Selain berikan Bantuan, Bupati Kendal Ajak Kakak Adik Berprestasi Di Tirtomulyo Plantungan Berkolaborasi Melakukan Riset Tehnologi

BOSTHOMSON,KENDAL – Bupati Kendal Dico M Ganinduto mengunjungi kediaman Muzaroah (45), di Dukuh Wonokerso, Desa Tirtomulyo Kecamatan Plantungan, seorang ibu yang rela bekerja sebagai buruh emping mlinjo demi menyekolahkan kedua putrinya hingga menjadi sarjana, Jumat (8/10/2021).

Dalam kunjungannya Bupati nampak berbincang dengan kedua putri Muzaroah,
Sayidatul Maslahah(24),yang merupakan lulusan S2 Pendidikan Luar Biasa Pascasarjana Universitas Negeri Yogyakarta (UNY) dengan IPK 3,78 dan Nur Milati (22) adalah lulusan S1 Pendidikan Teknik Mekatronika Fakultas Teknik UNY dengan IPK 3,78.

Bupati Kendal menuturkan kedua anak Muzaroah sangat membanggakan Kabupaten Kendal karena meski hidup dalam kekurangan namun keduanya mampu mewujudkan impian mereka untuk meraih pendidikan yang tinggi.

“Ini bisa memberikan inspirasi kepada masyarakat Kendal bahwasanya pendidikan itu adalah hal yang sangat penting, ini adalah contoh yang baik agar masyarakat Kendal bisa lebih care dalam.pendidikan,” tuturnya.

Dico meminta keduanya untuk tidak meninggalkan Kendal dan mengajak mereka untuk berkolaborasi dalam memajukan Kabupaten Kendal, diantaranya membangun sekolah inklusi dan serta melakukan riset di bidang tehnologi.

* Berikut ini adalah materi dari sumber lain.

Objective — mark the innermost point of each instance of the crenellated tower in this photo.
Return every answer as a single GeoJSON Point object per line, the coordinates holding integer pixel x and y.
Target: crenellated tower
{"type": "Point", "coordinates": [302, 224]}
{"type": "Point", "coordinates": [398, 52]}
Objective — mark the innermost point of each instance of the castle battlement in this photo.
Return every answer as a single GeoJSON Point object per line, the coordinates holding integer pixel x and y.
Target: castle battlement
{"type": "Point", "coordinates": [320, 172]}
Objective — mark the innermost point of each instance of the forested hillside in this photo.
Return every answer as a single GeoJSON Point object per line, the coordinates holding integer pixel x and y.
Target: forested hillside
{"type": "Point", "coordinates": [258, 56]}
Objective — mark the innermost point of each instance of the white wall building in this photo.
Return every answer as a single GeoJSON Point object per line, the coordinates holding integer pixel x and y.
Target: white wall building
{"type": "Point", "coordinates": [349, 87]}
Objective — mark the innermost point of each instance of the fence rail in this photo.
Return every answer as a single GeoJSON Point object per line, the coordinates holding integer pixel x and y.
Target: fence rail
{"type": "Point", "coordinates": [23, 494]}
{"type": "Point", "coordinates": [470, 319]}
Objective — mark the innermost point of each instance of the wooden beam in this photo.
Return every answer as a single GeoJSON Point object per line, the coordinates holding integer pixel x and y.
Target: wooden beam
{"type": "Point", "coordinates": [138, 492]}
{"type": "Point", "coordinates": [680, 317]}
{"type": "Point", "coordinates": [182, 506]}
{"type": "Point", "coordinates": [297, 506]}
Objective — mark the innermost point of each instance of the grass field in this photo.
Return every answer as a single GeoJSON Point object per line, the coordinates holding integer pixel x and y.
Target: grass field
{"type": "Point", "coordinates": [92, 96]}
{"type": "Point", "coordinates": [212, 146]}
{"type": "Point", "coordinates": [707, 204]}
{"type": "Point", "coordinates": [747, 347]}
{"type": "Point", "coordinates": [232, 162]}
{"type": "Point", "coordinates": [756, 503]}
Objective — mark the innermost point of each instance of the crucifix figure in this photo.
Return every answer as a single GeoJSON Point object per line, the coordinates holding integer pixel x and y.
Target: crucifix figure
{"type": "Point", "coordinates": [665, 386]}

“Saya minta untuk kedua anaknya baik yang S2 ataupun S1 untuk tidak pergi dari Kabupaten Kendal agar bisa membangun Kabupaten Kendal baik membangun sekolah Inklusi maupun teknologi dan juga riset yang saya harap bisa dilakukan oleh orang asli Kendal,” ungkap Bupati.

Bupati Kendal saat berbincang dengan Muzaroah dan kedua putrinya
Bupati Kendal saat berbincang dengan Muzaroah dan kedua putrinya

Usai berbincang dan mencoba proses pembuatan emping mlinjo, Bupati menyalurkan bantuan dari Baznas Kendal berupa bantuan Rumah Tidak Layak Huni sebesar Rp 15 juta, bantuan dari pihak Dinas Pendidikan serta berikan bantuan dana pembinaan pendidikan secara pribadi.

Salah seorang putri Sayidatul Maslahah menyampaikan dirinya bersama keluarganya merasa senang atas kedatangan Bupati bersama rombongan, dirinya mengaku siap untuk berkolaborasi dengan Pemerintah Kendal terutama dalam pengembangan riset  melalui lembaga riset di Kendal.

“Tadi saya ditawari untuk berkolaborasi dalam pengembangan riset bahkan tadi juga akan mebuat sekolah inklusi, sedanngkan adik saya juga sama karena dia dibidang robotika jadi dia ditawari untuk berkolakobari dibidang tekhnologi,” terang Sayidatul Maslahah.

Sayidatul mengajak para pelajar di Kabupaten Kendal untuk tidak patah semangat meskipun dalam keterbatasan.

“Jangan takut bermimpi, selama kita ada niat pasti ada jalan yang ditunjukkan kepada kita,” pungkasnya.(Win).